Best practices for R on HPC

Geert Jan Bex, Ehsan Moravveji, Mariana Montes

2024-12-03

Overview

  • Motivation
  • How to run R on HPC systems
    • Open OnDemand
    • Batch jobs
  • Walltime & memory
  • Efficiency
  • Improving performance
    • Profiling
    • Code optimization
  • Wrap up

Motivation

Why R on HPC?

  • Computation takes lots of time
  • Large dataset, not enough RAM
  • Many different scenarios to compute

Or any combination of these

Is it hard?

Warning

There is a learning curve

Tip

It’s not rocket science

  • Training is available
  • Support is there to help

Running R on HPC systems

Open OnDemand

  • Web-based platform for accessing HPC resources
    • RStudio
    • Jupyter Lab
    • Terminal
    • File browser
  • Convenient for interactive development
  • Very inefficient for computations

Batch jobs

Example “computation” script:

hello_world.R
# Get the hostname
hostname <- Sys.info()["nodename"]

# Print the message
cat("Hello from", hostname, "!\n")

No suprises here

Testing the script

Terminal:

$ module load R/4.4.0-gfbf-2023a
$ Rscript hello.R
Hello from tier2-login-p-2 !
1
Load the R version you want to use
2
Run the script

Warning

Don’t run computationally intensive tasks on the login node!!!

Module system

What & why?

  • Different versions of software packages
  • Reproducibility

How?

  • Search for modules: module -r spider ^R/
  • Load a module: module load R/4.4.0-gfbf-2023a
  • List loaded modules: module list
  • Unload all modules: module purge

Job script

hello_world.slurm
#!/usr/bin/env -S bash -l
#SBATCH --account=lpt2_sysadmin
#SBATCH --nodes=1
#SBATCH --ntasks=1
#SBATCH --cpus-per-task=1
#SBATCH --time=00:02:00
#SBATCH --cluster=wice

module purge &> /dev/null
module load R/4.4.0-gfbf-2023a

Rscript ./hello_world.R
1
Initialize the environment
2
Specify the account for credits
3
Number of nodes
4
Number of tasks
5
Number of CPUs per task
6
Maximum runtime of job
7
Cluster to run on
8
Unload all modules
9
Load the R version
10
Run the script

Slurm speak

Slurm is

  • resource manager
  • job scheduler

User(s) submit jobs to Slurm

  • Job in queue
  • When resources available, job starts

Efficient use of (very expensive) HPC resources

Submitting a job

$ sbatch hello_world.slurm
Submitted batch job 62136541 on cluster wice
1
Submit the job script hello_world.slurm
2
Job ID is 62136541 (incremental)

Checking job status

Show all your jobs on cluster wice:

$ squeue --cluster=wice
             JOBID PARTITION     NAME     USER ST       TIME  NODES NODELIST(REASON)
          62136541      wice hello_wo  mmontes  R       0:00      1 p33c20n3

ST is the job state:

  • PD: pending
  • R: running
  • CG: completing

No jobs shown?
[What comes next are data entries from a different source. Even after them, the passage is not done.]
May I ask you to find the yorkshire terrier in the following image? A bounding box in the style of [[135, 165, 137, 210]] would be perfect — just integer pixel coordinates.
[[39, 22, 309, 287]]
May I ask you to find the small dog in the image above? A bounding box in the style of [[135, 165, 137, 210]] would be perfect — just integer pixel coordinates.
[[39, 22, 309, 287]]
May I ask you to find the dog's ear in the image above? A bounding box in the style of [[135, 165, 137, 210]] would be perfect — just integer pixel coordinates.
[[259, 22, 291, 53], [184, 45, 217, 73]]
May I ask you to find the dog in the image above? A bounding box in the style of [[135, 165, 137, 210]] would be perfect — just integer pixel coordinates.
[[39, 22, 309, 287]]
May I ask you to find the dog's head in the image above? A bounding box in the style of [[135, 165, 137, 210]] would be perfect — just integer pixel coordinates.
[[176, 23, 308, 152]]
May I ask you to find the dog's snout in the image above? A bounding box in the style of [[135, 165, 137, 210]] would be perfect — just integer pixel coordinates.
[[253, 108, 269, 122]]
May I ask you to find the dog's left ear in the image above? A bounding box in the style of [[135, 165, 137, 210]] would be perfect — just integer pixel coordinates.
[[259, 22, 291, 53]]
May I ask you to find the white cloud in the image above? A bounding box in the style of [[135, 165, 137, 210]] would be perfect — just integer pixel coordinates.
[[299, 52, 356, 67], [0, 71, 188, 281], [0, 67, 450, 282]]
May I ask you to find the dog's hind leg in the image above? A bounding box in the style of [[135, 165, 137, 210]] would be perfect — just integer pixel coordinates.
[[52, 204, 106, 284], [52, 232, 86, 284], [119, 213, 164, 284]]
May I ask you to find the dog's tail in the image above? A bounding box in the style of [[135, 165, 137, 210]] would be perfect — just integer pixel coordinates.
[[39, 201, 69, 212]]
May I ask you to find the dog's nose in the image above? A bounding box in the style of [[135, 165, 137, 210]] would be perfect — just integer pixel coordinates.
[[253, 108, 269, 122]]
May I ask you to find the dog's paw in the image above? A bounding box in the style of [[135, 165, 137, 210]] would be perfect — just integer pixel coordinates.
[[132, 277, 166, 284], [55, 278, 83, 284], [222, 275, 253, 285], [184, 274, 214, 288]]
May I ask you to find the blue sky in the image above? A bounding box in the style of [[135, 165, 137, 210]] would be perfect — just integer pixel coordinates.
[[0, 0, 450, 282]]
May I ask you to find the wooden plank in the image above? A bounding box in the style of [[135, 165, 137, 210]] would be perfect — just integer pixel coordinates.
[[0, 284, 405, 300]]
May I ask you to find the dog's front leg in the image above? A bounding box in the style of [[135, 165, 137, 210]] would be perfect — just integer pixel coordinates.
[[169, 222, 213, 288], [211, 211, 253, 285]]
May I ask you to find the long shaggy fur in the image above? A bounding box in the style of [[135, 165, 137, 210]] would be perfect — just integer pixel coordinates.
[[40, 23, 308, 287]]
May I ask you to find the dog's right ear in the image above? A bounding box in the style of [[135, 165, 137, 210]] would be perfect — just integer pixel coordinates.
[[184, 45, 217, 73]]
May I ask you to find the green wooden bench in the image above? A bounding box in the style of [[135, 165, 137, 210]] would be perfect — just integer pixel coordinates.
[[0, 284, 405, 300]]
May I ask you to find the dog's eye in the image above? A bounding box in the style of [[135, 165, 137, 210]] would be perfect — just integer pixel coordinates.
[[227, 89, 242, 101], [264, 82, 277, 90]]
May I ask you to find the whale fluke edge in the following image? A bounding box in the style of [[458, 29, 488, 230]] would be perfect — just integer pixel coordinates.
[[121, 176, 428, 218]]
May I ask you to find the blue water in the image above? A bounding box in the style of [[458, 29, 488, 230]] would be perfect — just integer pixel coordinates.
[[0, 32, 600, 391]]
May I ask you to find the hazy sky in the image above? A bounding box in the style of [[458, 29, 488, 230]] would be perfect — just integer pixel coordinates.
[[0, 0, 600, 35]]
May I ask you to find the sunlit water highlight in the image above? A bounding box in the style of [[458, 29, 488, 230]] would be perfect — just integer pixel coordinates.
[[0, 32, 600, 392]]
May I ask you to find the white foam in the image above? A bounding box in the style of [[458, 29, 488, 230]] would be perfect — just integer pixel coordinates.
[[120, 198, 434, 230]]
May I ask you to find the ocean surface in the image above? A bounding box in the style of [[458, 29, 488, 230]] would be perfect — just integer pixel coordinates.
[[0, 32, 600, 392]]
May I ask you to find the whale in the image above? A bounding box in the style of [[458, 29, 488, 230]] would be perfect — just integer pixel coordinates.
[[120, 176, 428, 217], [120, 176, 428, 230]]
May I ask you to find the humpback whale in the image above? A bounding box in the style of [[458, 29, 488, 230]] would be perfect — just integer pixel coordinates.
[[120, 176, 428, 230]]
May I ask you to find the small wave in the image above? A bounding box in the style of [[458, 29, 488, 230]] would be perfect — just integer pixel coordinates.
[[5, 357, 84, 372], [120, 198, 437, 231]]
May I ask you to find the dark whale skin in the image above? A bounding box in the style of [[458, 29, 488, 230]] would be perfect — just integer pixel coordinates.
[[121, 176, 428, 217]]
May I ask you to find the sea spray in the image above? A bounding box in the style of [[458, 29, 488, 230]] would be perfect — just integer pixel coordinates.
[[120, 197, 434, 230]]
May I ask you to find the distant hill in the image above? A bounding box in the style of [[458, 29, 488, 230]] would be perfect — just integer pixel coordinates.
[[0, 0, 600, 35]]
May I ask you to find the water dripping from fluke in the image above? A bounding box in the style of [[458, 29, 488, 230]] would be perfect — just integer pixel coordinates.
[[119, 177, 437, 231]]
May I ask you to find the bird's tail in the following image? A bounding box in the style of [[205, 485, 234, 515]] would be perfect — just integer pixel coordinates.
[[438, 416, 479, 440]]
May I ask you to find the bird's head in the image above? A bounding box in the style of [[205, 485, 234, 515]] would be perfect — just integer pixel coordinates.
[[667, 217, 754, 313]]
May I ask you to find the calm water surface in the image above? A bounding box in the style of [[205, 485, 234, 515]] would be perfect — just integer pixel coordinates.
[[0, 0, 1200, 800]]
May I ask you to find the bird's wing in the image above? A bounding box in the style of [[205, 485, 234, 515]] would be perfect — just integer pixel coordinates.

All done!

Job output

Saved to file slurm-<jobid>.out:

slurm-62136541.out
SLURM_JOB_ID: 62136541
SLURM_JOB_USER: vsc30140
SLURM_JOB_ACCOUNT: lpt2_sysadmin
SLURM_JOB_NAME: hello_world.slurm
SLURM_CLUSTER_NAME: wice
SLURM_JOB_PARTITION: batch
SLURM_NNODES: 1
SLURM_NODELIST: p33c20n3
SLURM_JOB_CPUS_PER_NODE: 1
Date: Tue Aug  6 08:58:09 CEST 2024
Walltime: 00-00:02:00
========================================================================
Hello from p33c20n3 !
1
Info about job
2
Output of the script

Runtime parameters

Scenario: run R script with different parameters

$ Rscript hello_world_cla.R  --name "Alice"
Hello Alice !
$ Rscript hello_world_cla.R  --name "Bob"  --count 3
Hello Bob !
Hello Bob !
Hello Bob !

optparse package

hello_world_cla.R
library(optparse)

# Define the options
option_list <- list(
  make_option(c("--name"), type="character", default="World",
              help="Name to greet"),
  make_option(c("--count"), type="integer", default=1,
              help="Number of times to greet")
)
opt <- parse_args(OptionParser(option_list=option_list))

for (i in 1:opt$count) {
  cat("Hello", opt$name, "!\n")
}
1
Load the optparse package
2
Define the options
3
Option for the name, character type, default value “World”
4
Option for the count, integer type, default value 1
5
Parse the arguments
6
Use the arguments in list opt

Job script with parameters

hello_world_cla.slurm
#!/usr/bin/env -S bash -l
#SBATCH --account=lpt2_sysadmin
#SBATCH --time=00:02:00
#SBATCH --cluster=wice

module purge &> /dev/null
module load R/4.4.0-gfbf-2023a

Rscript ./hello_world_cla.R  --name "Bob"  --count 3

File I/O

Easiest option: relative paths

$ Rscript ./weather_analysis.R  \
      --input data/London.csv   \
      --quantity temp_max       \
      --output tempmax_london.csv
1
Input file in data directory, subdirectory of script’s directory
2
Output file in script’s directory

Warning

Paths are relative to location you run script from!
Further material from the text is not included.